Florida’s tourism industry is experiencing a resurgence, with domestic travelers significantly boosting visitor numbers. According to Visit Florida, approximately 34.435 million people travelled to the state between April 1 and June 30, marking an increase from 34.279 million during the same period in 2024. This figure sets a new record for the second quarter, highlighting the state’s recovery efforts post-pandemic.
Domestic visitors accounted for the majority, with 31.499 million U.S. travelers contributing to the total, representing 91.5% of all visitors. This compares to 31.419 million during the second quarter of last year. In contrast, the number of international visitors rose to 2.295 million, reflecting an 11.4% increase from last year. Unfortunately, Canadian visitors saw a significant drop, with only 640,000 making the trip to Florida, a decline of 20% compared to the previous year.
Shifting Visitor Demographics
During a meeting with the Executive Committee, Bryan Griffin, President and CEO of Visit Florida, acknowledged the challenges posed by the falling number of Canadian tourists.

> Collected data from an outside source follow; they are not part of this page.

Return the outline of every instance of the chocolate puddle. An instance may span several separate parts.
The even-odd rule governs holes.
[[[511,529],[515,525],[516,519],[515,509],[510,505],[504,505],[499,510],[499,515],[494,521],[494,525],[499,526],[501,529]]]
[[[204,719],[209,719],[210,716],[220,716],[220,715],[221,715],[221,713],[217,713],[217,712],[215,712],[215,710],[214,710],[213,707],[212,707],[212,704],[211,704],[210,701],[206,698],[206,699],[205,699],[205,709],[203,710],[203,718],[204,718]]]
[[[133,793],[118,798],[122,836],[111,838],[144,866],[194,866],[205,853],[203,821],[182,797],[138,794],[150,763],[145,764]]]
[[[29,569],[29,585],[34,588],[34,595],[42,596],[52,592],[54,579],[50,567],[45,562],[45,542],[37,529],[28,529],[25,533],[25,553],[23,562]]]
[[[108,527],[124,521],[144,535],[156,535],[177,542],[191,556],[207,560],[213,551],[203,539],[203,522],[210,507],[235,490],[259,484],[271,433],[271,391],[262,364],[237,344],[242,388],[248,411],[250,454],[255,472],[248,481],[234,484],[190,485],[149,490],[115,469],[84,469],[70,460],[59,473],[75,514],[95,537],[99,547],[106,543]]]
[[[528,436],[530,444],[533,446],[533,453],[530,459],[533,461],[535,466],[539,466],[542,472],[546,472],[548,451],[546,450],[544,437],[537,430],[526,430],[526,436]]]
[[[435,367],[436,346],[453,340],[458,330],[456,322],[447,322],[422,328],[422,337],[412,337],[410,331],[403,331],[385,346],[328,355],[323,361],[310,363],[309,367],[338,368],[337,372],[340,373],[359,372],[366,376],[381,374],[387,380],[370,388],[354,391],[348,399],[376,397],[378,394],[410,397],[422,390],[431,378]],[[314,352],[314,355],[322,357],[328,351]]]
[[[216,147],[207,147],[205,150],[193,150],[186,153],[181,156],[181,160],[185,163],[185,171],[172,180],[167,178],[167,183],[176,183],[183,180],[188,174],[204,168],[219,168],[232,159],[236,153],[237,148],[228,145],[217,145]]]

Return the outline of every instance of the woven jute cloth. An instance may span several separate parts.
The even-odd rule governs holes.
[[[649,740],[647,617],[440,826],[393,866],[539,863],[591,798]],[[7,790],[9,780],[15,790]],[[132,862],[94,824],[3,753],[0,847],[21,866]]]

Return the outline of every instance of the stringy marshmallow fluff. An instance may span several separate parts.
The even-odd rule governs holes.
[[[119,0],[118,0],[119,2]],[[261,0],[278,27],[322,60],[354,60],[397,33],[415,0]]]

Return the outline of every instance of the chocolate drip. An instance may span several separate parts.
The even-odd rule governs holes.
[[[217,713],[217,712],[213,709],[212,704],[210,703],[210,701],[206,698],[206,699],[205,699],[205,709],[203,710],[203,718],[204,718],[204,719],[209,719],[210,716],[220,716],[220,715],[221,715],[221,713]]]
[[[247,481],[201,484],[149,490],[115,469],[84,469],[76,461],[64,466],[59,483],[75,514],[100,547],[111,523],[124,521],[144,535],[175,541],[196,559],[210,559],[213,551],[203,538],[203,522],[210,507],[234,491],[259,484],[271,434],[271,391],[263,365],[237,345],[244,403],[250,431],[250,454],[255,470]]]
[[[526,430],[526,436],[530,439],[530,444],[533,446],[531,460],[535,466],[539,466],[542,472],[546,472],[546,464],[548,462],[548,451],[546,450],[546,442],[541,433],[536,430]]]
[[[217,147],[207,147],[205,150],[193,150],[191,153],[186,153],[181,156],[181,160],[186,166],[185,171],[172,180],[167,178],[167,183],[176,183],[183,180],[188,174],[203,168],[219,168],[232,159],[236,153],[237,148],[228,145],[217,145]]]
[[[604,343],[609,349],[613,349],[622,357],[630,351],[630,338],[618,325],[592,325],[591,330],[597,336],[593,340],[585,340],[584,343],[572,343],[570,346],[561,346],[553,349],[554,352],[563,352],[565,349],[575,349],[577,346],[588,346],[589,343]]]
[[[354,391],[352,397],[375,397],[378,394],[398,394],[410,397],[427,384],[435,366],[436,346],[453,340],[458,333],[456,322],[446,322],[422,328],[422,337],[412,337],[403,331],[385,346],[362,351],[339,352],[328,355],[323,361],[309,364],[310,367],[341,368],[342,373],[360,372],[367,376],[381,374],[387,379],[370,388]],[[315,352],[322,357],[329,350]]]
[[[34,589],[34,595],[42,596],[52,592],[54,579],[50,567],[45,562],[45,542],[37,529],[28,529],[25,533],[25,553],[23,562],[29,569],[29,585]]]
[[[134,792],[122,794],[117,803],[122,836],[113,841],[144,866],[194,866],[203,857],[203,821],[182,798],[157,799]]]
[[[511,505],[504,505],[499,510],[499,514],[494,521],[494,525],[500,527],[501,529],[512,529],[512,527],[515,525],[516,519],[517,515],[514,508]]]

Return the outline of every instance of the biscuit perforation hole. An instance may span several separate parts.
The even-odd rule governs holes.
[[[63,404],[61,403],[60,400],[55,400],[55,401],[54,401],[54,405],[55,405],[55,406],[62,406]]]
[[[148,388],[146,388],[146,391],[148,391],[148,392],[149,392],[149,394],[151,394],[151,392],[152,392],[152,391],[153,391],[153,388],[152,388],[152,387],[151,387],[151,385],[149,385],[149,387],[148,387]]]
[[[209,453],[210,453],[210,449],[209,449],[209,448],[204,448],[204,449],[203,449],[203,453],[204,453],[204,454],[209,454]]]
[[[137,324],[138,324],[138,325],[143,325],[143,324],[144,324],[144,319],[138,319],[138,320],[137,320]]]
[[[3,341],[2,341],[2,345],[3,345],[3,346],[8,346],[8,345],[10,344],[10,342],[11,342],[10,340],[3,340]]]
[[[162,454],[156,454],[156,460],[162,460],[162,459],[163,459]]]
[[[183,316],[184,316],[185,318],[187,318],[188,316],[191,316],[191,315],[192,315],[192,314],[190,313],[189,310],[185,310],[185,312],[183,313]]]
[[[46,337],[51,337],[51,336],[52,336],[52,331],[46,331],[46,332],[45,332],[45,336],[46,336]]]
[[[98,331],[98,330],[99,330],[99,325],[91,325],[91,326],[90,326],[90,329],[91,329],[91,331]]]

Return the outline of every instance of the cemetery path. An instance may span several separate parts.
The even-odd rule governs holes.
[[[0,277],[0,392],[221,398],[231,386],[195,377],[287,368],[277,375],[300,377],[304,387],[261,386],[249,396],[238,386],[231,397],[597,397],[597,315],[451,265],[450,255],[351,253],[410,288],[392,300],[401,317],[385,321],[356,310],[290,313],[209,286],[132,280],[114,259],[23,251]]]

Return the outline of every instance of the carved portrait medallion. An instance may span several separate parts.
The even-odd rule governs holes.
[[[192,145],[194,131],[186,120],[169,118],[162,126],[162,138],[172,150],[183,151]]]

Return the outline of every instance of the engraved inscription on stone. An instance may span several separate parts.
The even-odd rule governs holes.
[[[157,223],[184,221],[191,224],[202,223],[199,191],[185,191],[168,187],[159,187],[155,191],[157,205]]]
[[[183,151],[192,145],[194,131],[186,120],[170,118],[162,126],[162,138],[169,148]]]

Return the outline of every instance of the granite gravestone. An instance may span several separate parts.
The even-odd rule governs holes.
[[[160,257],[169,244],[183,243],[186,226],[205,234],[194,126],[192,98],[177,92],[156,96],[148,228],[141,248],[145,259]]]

He noted, “I know the nation is seeing some Canadian visitors not traveling at the moment, but Florida actually is seeing an increase in visitors from other places, including Brazil.” This shift indicates a strategic focus on diversifying the source of visitors to sustain tourism growth.
Florida’s tourism landscape has struggled to regain pre-pandemic levels, particularly among overseas and Canadian travelers. In this year’s second quarter, international visitors represented 6.7% of the total visitor numbers, while Canadians made up only 1.9%. For context, in 2019, overseas visitors accounted for 7.4%, and Canadians comprised 3.11% of Florida’s visitor totals.
External Factors Impacting Tourism
The decline in Canadian visitors this year can be linked to various factors, including political tensions and economic concerns. Tariffs imposed by the U.S. and remarks from former President Donald Trump regarding Canadian annexation have contributed to a chilling effect on travel. Recent data from Statistics Canada highlights a broader trend, revealing that international arrivals in Canada fell by 15.6% in July compared to the same month last year, marking six consecutive months of year-over-year declines.
Specifically, the number of Canadians returning from the U.S. by car dropped by 36.9%, while those returning by air decreased by 25.8%. These numbers underscore a shift in travel patterns that could have lasting implications for Florida’s tourism sector.
Despite these challenges, Florida’s overall tourist numbers for the first half of the year reflect a slight decline, with an estimated 75.394 million visitors, down 0.1% from 2024. This decrease follows a revision of first-quarter estimates, which were adjusted from 41.193 million to 40.959 million.
The state’s budget for 2025-2026, effective from July 1, includes $80 million allocated to Visit Florida, maintaining the same funding level as the previous fiscal year. This continued investment aims to bolster marketing efforts and attract tourists from diverse regions, particularly as the state navigates the complexities of a changing global travel landscape.